Second, APIL argues that the term “shocking event” should be altered to “distressing event” or a series of events. It suggests that this would include events that may take place over a long period of time, or those that are deeply traumatic, which are currently excluded. The example offered by APIL is where parents watch their child die slowly as a result of medical negligence, which it seems morally right to include within the compensation remit, although is currently excluded by the law.

Thirdly, APIL wishes the requirement for witnesses to be close to the event, and to perceive it through their own senses, to be removed, as it fails to see a justification for this principle.

Psychiatric injury law

The law surrounding psychiatric injury has remained static, despite huge leaps forward in the understanding of psychiatric harm. As the law of damages of personal injury is supposed to compensate those who suffered as a result of another’s negligence, it appears arbitrary to require people to jump through this many hoops. It also appears inhumane of the law to insist that those who have suffered psychiatric harm as a result of the death or serious injury of a loved one must prove so directly.

Some who oppose the argument for change do so on the basis of the “floodgate” argument, namely that compensation claims would rise at a time where the general policy aim is to reduce the “compensation culture”. There is also a fear that psychiatric harm is easy to fake. However, claimants would be subject to rigorous psychiatric assessment to support their claims. Further, it is arguable that these proposed changes will produce a less arbitrary system for all parties than the one currently in place, where certain groups are automatically considered to be within the compensation remit, irrespective of their level of psychiatric harm.

The operation of the current law was highlighted in the case of Taylorson v Shieldness Produce Ltd (1994), where the Court of Appeal ruled that no compensation could be awarded to parents of a son who died three days after a serious accident. In that case, the parents were unable to see their son immediately because he was undergoing intensive treatment.

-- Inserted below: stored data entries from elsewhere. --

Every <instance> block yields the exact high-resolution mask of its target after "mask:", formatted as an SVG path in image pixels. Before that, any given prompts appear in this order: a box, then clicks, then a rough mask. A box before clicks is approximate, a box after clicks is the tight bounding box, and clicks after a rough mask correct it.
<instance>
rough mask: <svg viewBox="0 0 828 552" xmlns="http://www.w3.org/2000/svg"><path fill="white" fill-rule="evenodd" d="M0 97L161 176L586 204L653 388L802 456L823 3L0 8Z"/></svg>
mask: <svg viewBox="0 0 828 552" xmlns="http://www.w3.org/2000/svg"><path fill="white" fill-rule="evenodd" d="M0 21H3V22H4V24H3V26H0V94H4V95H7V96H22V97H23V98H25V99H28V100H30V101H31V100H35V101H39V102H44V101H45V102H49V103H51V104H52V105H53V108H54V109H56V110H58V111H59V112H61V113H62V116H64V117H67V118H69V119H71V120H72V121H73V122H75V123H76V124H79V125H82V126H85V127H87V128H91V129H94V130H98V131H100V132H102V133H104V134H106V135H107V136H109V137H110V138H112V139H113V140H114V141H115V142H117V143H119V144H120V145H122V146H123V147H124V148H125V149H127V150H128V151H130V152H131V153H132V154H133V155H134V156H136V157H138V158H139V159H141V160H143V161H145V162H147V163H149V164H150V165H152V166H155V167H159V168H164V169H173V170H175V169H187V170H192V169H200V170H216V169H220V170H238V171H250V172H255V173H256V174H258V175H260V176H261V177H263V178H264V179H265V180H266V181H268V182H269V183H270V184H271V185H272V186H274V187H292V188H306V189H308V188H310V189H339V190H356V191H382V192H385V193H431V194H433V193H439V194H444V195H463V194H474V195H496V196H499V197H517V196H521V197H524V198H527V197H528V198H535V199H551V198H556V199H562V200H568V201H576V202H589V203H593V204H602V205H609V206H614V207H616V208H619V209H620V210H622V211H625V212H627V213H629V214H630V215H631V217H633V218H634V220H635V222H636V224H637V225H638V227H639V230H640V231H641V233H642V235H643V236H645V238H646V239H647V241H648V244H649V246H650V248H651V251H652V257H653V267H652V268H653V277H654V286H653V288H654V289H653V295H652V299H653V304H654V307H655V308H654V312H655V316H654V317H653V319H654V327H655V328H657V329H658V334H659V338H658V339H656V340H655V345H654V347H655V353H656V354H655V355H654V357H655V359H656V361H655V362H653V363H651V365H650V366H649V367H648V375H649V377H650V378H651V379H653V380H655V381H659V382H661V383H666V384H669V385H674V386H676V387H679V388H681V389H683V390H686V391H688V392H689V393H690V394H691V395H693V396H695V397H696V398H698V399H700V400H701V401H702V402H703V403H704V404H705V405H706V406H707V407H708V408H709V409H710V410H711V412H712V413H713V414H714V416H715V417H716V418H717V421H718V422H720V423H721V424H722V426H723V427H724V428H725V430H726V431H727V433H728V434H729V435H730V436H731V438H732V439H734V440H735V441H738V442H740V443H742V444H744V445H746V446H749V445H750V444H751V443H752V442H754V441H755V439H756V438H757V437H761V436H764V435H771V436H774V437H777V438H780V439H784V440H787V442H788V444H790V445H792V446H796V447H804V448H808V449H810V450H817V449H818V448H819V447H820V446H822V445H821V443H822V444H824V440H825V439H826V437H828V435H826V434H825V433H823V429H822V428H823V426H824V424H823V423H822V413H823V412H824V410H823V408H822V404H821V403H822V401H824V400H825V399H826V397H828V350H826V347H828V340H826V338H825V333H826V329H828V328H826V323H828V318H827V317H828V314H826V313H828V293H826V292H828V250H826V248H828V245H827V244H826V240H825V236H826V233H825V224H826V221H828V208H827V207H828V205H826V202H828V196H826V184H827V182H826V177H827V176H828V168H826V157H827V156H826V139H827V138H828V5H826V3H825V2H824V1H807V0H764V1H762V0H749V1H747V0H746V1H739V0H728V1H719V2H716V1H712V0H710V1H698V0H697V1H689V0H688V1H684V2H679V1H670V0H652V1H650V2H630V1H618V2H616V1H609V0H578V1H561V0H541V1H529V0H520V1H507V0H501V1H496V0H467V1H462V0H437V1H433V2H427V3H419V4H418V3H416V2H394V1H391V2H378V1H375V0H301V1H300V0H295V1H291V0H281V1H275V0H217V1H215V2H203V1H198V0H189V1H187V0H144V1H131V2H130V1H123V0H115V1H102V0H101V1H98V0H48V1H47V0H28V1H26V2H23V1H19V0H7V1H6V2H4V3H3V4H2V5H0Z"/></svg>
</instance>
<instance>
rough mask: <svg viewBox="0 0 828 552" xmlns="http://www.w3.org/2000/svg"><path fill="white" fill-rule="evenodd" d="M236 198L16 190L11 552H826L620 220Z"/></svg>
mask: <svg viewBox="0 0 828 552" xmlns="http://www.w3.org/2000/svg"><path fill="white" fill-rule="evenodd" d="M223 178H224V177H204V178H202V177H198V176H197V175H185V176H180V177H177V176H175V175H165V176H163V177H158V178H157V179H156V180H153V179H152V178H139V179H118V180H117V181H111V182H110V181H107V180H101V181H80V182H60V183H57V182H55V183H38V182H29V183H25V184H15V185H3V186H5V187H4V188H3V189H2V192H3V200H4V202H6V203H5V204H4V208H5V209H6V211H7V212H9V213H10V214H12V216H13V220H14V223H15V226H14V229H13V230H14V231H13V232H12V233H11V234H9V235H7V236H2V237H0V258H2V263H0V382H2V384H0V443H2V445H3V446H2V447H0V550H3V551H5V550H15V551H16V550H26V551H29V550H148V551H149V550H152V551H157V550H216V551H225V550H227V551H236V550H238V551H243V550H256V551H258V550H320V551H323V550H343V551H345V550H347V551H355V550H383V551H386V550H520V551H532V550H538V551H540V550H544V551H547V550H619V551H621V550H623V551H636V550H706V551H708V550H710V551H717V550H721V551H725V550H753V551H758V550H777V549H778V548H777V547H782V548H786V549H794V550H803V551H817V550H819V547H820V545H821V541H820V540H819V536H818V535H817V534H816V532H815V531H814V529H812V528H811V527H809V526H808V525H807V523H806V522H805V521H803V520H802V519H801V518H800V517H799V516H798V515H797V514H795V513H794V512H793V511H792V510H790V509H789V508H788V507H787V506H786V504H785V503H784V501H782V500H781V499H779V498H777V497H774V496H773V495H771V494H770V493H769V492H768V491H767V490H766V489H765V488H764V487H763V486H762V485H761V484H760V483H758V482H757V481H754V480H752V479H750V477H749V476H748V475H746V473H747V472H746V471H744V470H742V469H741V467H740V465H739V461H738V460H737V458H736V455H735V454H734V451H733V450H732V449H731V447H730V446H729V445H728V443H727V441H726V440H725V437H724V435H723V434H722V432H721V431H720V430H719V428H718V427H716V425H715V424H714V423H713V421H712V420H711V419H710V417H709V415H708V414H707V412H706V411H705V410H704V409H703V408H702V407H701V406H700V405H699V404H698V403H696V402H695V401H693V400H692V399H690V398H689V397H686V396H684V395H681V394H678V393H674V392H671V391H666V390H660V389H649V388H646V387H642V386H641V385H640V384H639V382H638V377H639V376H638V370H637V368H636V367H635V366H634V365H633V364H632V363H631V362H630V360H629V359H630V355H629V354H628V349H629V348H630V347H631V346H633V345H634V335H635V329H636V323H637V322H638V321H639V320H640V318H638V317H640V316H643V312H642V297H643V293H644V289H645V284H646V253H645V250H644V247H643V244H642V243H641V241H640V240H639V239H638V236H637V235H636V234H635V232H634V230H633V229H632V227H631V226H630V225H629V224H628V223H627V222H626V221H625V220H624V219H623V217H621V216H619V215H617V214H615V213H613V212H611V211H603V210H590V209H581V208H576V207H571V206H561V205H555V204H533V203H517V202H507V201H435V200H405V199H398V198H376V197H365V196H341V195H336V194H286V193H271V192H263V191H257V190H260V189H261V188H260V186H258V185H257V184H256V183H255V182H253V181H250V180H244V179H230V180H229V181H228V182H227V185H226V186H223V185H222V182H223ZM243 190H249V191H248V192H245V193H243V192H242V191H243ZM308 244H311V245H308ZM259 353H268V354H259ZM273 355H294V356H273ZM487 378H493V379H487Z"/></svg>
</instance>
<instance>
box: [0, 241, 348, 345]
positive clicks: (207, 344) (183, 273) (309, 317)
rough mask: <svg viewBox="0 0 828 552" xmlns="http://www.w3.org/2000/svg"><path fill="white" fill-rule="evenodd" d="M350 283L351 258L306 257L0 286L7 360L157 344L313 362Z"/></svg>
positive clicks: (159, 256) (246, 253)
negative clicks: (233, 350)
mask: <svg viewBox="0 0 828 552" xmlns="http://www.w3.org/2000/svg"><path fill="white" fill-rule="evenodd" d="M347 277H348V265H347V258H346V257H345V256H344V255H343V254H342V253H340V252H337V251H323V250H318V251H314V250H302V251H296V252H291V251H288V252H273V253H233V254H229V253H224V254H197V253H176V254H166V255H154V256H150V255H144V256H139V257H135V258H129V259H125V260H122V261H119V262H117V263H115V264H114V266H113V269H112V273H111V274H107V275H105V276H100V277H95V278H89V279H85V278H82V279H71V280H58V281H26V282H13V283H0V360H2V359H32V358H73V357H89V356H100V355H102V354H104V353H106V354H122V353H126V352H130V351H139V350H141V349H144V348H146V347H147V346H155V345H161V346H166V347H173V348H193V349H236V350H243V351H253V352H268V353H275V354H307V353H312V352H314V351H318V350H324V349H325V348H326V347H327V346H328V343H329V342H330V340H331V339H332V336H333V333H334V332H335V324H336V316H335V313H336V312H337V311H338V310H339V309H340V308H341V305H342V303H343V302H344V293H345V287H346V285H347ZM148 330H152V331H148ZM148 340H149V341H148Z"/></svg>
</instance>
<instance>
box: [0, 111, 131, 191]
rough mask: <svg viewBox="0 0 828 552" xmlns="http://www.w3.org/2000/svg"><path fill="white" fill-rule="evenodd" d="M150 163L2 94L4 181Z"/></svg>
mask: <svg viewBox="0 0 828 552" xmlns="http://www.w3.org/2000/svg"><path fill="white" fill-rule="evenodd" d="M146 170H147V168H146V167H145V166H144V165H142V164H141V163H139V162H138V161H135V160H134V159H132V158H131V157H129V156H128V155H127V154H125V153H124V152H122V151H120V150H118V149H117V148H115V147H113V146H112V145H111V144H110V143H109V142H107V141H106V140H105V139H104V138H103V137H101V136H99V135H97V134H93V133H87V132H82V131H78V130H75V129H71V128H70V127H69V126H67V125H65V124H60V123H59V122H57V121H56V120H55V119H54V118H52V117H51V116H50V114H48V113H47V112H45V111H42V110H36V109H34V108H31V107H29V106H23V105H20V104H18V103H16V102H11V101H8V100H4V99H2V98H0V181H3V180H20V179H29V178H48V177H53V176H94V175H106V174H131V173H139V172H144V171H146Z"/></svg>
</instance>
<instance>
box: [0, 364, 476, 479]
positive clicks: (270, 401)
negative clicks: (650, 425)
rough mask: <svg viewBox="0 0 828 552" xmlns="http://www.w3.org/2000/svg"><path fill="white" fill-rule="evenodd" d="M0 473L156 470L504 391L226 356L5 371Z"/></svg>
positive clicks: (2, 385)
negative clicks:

His father saw him 10 hours later while his mother was dissuaded from doing so. The Court did not extend the term “immediate aftermath” to cover the parents’ witnessing their son’s deterioration. It is this sort of issue which APIL seeks to address.

APIL has requested that the Law Commission should examine the current law in relation to these secondary victims. It hopes that a private members’ Bill may follow in the next parliamentary year. The Law Commission previously examined this issue in its 1998 report, Liability for Psychiatric Injury, where it concluded that “we believe that the imposition of all three proximity requirements is unduly restrictive”. This central recommendation thus actively supports APIL’s argument.

It appears legally incorrect and morally questionable that relatives have to continue to meet so many requirements. Further, as was recognised in the Frost case: “many people regard it as fundamentally unjust that the police should recover damages for post-traumatic stress disorder sustained on that terrible day while the relatives claiming in Alcock v Chief Constable of South Yorkshire Police failed”.

In light of the recent developments regarding the actions of the police officers in the years subsequent to the disaster, it appears particularly wrong to retain such a distinction between secondary victims and rescuers.